Misdiagnosis: National movement afoot to address diagnostic errors

A misdiagnosis can be devastating.

In the case of Thomas Eric Duncan, the first Ebola patient in the United States, it led to his death. He was initially diagnosed with sinusitis by an emergency room doctor. By the time he returned to the hospital two days later, he was gravely ill and infected two nurses with the virus. 

Unfortunately, diagnostic errors are not rare cases. The statistics are alarming. Last year a study in BMJ Quality & Safety revealed that doctors make 12 million outpatient diagnostic errors each year--roughly one in every 20 diagnosis. But the rate may be even higher, according to the head of a new coalition formed to address dignostic errors. He places the rate at roughly 10 percent of all diagnostic encounters.

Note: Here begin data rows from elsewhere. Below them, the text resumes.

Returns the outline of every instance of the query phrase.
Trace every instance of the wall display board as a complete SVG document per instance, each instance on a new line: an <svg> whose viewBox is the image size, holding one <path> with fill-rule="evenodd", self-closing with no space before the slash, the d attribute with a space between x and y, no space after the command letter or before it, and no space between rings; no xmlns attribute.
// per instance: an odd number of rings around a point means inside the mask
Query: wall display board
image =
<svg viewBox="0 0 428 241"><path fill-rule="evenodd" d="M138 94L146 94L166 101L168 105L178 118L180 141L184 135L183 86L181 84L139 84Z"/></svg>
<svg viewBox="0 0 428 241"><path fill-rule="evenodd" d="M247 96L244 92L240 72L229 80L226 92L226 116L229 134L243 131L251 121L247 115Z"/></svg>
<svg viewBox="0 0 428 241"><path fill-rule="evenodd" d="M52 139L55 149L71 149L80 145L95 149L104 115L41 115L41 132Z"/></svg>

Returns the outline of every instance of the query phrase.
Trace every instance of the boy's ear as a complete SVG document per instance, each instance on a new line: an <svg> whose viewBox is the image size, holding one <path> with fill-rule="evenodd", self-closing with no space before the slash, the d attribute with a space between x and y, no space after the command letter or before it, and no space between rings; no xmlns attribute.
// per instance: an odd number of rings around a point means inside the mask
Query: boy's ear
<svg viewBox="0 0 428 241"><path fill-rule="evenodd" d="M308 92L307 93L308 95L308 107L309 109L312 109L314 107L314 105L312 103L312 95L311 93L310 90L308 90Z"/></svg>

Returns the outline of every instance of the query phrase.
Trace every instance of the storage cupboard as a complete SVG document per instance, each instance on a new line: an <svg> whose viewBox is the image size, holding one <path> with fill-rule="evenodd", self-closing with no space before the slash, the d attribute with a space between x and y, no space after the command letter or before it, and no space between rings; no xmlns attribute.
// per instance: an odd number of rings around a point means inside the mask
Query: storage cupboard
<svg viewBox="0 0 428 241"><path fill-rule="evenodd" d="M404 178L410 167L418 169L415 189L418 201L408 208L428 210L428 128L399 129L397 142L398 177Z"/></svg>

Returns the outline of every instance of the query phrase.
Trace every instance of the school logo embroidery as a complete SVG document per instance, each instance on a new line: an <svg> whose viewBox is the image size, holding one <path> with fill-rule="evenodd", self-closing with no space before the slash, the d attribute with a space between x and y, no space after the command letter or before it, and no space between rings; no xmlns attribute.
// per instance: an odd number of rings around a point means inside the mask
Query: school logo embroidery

I recently spoke to Paul Epner, pictured right, chairman of the newly formed Coalition to Improve Diagnosis and the executive vice president of the physician-led non-profit that established it, The Society to Improve Diagnosis in Medicine, to learn more about the group's plans to reduce the rate of diagnostic errors. 

The coalition is made up of leaders from healthcare organizations and medical societies, including the American College of Emergency Physicians, the American Association of Nurse Practitioners, the National Patient Safety Foundation and The Leapfrog Group.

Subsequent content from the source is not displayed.